Fri | Oct 7, 2022

The Tale of the Radicals

Published:Friday | August 11, 2017 | 12:00 AMLatara Boodie

On Monday, August 7, history was made at the Jamaica Race Drivers Club (JRDC) Total Lubricants Independence of Speed, held at Dover Raceway in St Ann. Fans saw for the first time the face-off between David Summerbell Jr's Radical SR8 and Kyle Gregg's Radical RXC. The atmosphere was electric.

At the end of the race day, Gregg's RXC won three out of three races and was dubbed champion of the Thunderbolt class.

However, why did this happen, and how was Summerbell's SR8 unable to beat the RXC in all three races? Let's take a look at both radicals to see if it was speed, skill, or both, that separated the two.


Radical RXC:





- Power 650bhp

- 0 to 60 in 2.7 seconds

- Top speed 180mph

- Weight 1130kg

- Production Year: 2013

The Radical RXC has a Ford EcoBoost V6 3500cc 650bhp, twin turbocharged and intercooled engine. It also has a Bespoke six-speed transverse Quaife gearbox, Formula 1TM 'style' paddle-activated gearshift system with auto-blipper, and rear-wheel-drive. This version of the radical falls between the SR3 and the SR8. It is the only radical with a closed top design, which came in handy while racing in the rain at Dover.


Radical SR8:





- Power 405bhp

- 0 to 60 in 2.8 seconds

- Top speed 173mph

- Weight 725kg

- Production Year: 2005

The Radical SR8 comes with a Unique Radical designed and engineered RPE 2.7L V8, 10,500rpm, which is the largest engine the company has ever placed inside a Radical. This was constructed by using aspects of the Suzuki in-line-4s. It has a Unique Radical RPE P-Tec Quaife six-speed sequential gearbox, Formula 1TM 'style' paddle-activated gearshift system with auto-blipper, and rear-wheel-drive. This follows the standard style for Radicals with its open-top design, which may have been a disadvantage to Summberbell during the rain.

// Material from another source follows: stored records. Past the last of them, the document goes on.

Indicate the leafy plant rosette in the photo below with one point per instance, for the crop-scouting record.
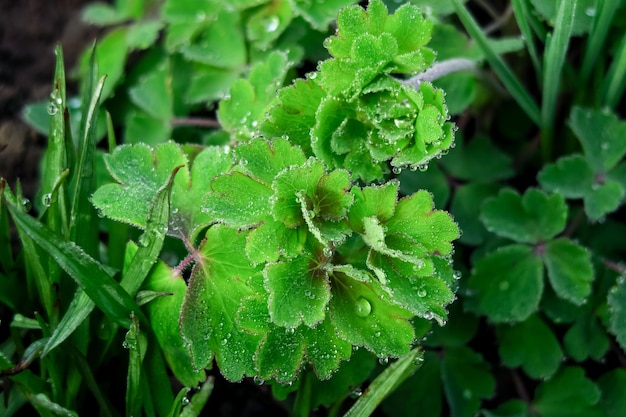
(306, 249)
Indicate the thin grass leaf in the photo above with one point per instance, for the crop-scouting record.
(199, 399)
(33, 262)
(91, 275)
(385, 383)
(180, 400)
(83, 216)
(521, 12)
(605, 11)
(151, 242)
(6, 260)
(78, 310)
(82, 305)
(556, 49)
(615, 82)
(136, 343)
(508, 78)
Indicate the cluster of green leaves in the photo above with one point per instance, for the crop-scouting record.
(541, 303)
(314, 248)
(299, 264)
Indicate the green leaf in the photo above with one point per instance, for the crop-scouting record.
(600, 134)
(92, 276)
(603, 198)
(220, 44)
(216, 288)
(433, 229)
(586, 339)
(465, 208)
(163, 313)
(531, 218)
(466, 380)
(152, 92)
(617, 318)
(569, 269)
(613, 384)
(294, 113)
(144, 34)
(364, 315)
(319, 14)
(478, 160)
(506, 285)
(267, 23)
(568, 394)
(421, 394)
(570, 176)
(250, 99)
(299, 291)
(141, 171)
(370, 42)
(532, 345)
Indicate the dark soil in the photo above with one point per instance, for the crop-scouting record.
(29, 31)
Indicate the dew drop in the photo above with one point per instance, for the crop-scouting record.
(52, 109)
(47, 199)
(26, 204)
(144, 239)
(356, 393)
(363, 308)
(271, 24)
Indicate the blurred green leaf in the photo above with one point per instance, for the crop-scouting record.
(617, 311)
(569, 393)
(531, 218)
(532, 345)
(612, 384)
(569, 269)
(478, 160)
(466, 379)
(506, 285)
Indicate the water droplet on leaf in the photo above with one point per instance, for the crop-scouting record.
(363, 308)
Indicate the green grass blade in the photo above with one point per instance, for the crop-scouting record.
(521, 12)
(615, 82)
(605, 11)
(35, 272)
(79, 309)
(508, 78)
(92, 276)
(385, 383)
(152, 240)
(556, 49)
(83, 216)
(136, 343)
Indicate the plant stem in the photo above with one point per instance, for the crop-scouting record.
(195, 121)
(441, 69)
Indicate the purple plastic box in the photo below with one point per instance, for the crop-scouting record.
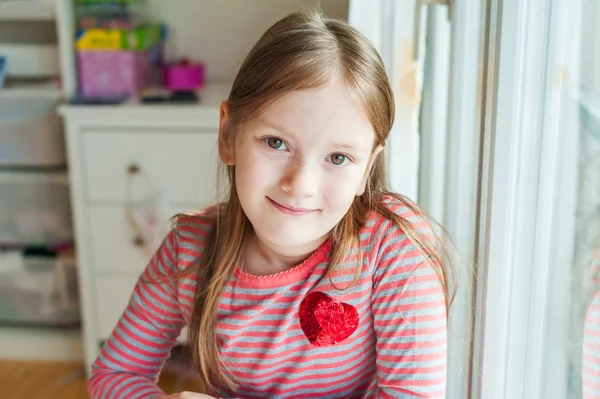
(182, 77)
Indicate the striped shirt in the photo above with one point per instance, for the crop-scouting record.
(284, 335)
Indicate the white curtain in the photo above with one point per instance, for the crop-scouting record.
(389, 25)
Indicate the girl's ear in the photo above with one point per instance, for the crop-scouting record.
(363, 183)
(225, 140)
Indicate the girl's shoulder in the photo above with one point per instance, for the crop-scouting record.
(395, 213)
(192, 230)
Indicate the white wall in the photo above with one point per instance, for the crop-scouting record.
(221, 32)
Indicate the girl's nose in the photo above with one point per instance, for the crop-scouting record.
(299, 180)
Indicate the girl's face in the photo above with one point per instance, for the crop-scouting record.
(300, 164)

One would predict the RXC as the winner hands down. However, on race day, this was not the case. Both Radicals performed superbly and dominated the track in comparison to the other race cars. They were always neck and neck, and at one point, Summerbell's SR8 was leading Gregg's RXC in the final race. However, a minor mishap on the track gave the RXC the opportunity to take the lead from the SR8.

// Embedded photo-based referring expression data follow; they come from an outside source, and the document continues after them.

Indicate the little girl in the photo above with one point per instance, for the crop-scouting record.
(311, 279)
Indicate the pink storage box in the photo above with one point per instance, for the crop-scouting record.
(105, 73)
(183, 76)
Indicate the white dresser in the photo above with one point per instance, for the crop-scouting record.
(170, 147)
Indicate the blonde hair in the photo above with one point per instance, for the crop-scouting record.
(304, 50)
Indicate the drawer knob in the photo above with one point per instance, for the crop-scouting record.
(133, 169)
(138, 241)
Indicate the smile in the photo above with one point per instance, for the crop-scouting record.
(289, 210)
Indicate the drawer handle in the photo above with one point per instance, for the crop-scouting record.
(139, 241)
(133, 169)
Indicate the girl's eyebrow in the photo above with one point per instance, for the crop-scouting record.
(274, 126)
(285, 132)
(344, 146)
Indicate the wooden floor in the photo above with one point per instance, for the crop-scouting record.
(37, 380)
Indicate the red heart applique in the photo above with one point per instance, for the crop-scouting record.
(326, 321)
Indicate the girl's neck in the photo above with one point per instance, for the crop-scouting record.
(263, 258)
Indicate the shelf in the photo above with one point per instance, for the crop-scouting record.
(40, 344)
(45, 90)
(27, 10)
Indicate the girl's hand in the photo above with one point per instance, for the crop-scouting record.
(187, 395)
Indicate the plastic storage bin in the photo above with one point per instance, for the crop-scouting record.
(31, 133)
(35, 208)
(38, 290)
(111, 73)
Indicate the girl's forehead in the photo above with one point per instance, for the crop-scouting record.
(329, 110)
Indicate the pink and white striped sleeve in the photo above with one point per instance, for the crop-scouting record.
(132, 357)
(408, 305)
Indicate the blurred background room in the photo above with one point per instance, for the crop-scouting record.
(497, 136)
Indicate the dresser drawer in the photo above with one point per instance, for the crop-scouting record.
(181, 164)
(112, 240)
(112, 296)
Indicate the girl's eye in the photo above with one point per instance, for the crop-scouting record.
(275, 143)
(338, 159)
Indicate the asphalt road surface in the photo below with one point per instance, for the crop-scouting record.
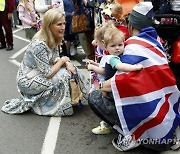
(28, 133)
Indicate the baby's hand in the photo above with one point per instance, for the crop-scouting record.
(94, 43)
(139, 66)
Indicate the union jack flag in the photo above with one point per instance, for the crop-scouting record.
(147, 101)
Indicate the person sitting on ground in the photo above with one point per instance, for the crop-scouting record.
(43, 78)
(143, 102)
(113, 42)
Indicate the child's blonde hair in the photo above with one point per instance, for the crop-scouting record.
(100, 30)
(113, 33)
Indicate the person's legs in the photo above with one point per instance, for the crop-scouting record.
(6, 23)
(69, 37)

Summerbell's lead should never have happened with the speed and power that can be generated by the RXC.

The veteran and multi-championship winner Summerbell can perform in any race car against his top competitors and give them a run for their money.

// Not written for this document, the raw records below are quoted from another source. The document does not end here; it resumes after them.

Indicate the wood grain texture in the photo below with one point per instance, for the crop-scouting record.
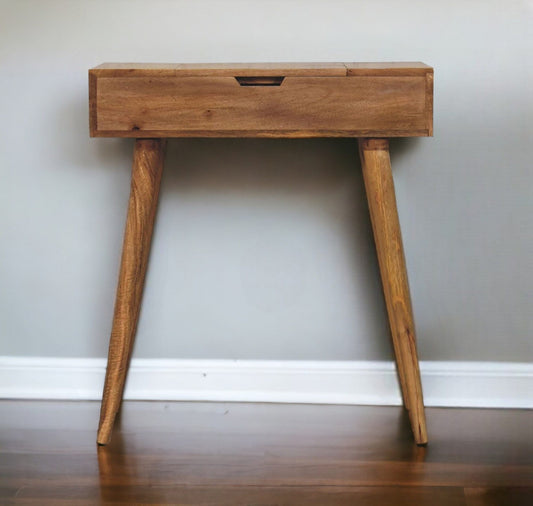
(233, 453)
(379, 186)
(146, 178)
(324, 100)
(313, 69)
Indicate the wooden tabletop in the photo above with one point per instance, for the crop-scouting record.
(160, 100)
(260, 69)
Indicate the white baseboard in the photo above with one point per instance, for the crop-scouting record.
(451, 384)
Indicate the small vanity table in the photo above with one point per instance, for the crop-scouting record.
(368, 101)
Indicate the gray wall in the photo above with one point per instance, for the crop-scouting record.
(263, 247)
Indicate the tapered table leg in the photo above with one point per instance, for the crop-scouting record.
(385, 223)
(147, 168)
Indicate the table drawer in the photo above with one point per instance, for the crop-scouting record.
(261, 106)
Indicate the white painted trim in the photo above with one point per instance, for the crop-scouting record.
(453, 384)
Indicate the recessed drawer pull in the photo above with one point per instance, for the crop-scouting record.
(260, 80)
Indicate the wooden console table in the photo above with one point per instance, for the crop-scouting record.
(369, 101)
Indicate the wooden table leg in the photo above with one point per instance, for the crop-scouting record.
(385, 223)
(147, 168)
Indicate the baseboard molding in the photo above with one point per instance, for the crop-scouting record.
(451, 384)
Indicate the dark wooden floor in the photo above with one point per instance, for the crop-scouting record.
(263, 454)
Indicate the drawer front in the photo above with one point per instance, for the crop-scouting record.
(358, 106)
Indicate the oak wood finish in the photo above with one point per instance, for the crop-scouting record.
(379, 184)
(311, 100)
(154, 101)
(264, 454)
(147, 169)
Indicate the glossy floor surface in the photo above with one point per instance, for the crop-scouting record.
(263, 454)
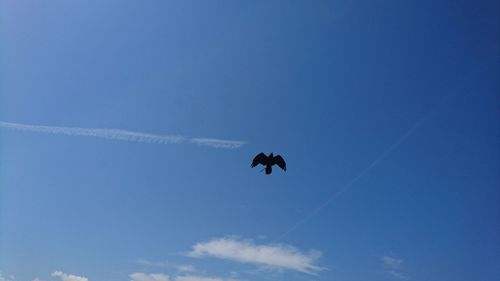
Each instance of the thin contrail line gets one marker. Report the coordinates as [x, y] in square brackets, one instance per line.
[379, 159]
[123, 135]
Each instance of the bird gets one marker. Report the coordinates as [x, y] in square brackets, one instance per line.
[269, 161]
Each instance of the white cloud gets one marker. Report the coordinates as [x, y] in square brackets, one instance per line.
[68, 277]
[276, 256]
[123, 135]
[185, 267]
[396, 275]
[139, 276]
[393, 267]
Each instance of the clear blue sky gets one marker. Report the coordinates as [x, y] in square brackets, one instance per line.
[387, 113]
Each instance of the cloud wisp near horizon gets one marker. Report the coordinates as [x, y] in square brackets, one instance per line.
[275, 256]
[123, 135]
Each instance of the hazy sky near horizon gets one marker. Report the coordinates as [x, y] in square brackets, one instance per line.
[127, 129]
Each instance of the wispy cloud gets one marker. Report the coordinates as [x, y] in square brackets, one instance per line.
[277, 256]
[139, 276]
[68, 277]
[123, 135]
[393, 266]
[217, 143]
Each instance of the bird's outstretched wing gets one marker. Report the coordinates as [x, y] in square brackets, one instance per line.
[278, 160]
[261, 158]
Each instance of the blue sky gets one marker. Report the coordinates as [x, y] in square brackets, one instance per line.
[385, 111]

Both drivers portrayed remarkable skill in their ability to manoeuvre the machines at top speed around the slippery raceway corners. They could both bob and weave around each other in order to find an opportunity to take the lead. If given the opportunity to race again under better conditions, who is to say the SR8 would not come out on top? Gregg may have skill and more speed on his side with the RXC, but Summerbell has skill, experience, and determination sitting within his SR8.